I'm not sure how many problems are lurking in my setup but I'll try to explain what I am experiencing.
I have a few ESX hosts with several VMs on them. (I'll update this post soon with all the hardware and VM specs)
After running for days, one of the VMs all of a sudden experienced very high Avg Disk Read QL, in the thousands (~1000-4000) continuously. Total %PT is low and memory is fine. That VM was killing my application which runs across several VMs; basically others VMs access the poorly performing VM so they end up spinning waiting for data that's taking forever to be read and transfered. This is basically the problem in a nutshell.
There are two disks on the ESX host; the poor VM runs on one of them, 3 other VMs run on the second disk. The 3 VMs are fine.

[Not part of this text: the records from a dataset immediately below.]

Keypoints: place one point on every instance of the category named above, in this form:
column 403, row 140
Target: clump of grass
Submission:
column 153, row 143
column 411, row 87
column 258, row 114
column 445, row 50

So I thought initially that it's a disk read head problem. I migrated the VM to another ESX Host, but the problem persisted. I then noticed that the VM was first created with Thin storage provisionning (256GB), so I migrated it once again to another ESX Host with Thick provisionning this time (256GB), but the problem still persisted.
I run windows disk Fragmentation analysis within the VM's OS and it showed 5% fragmentation.
I'm really not sure what else to look at. Please ask me questions regarding setup and I'll get the answers, I totally understand that you need to get the full picture.
Thanks in advance.
What storage are you running on? FC, iSCSI, NFS, what vendor and model?, what version of ESX? what OS is the underperforming guest running, what applications?
these are stater questions
Have you looked at the Queue Length value before you noticed that VM performed badly? That is, do you know if this high value is new or is it possible that it might have been like this before?
The value does seem very high, even if the Disk Queue Length is not the most important value to look at, especially not when having multiple disks in some kind of RAID or when using virtual disk files.
Often it is better to study the latency for the IOs and see the time it actually takes for a read or write to complete. Check Avg. Disk sec / Transfer for the average and then Avg. Disk sec / Read + Avg. Disk sec / Write. You could also check the throughput you get and the average IO size. See this for the specific counters for this. Make sure you also select to see the values over some time, for example over four hours, to see how the system perform during work. Are there any peaks or is the values similar?
I know this is a really old thread. But I wanted to post a possible fix just in case someone is having the same issue. We ran into this same problem after we did a P to V migration on our ERP system. Right after the migration, we started running into application performance issues. When we checked the avg disk queue length, it was abnormally high. I'm guessing if we had also checked read and write times those would have been high too . In this case, the VM needed more RAM in the virtual environment than it did in the physical environment. As soon as we allocated the additional RAM to the VM, our disk queue length dropped back down to less than one and the application performance issues went away. Our ERP system uses a Unidata database for the back-end. So mileage may vary on this solution for other implementations. Just wanted to throw it out there as a possible solution.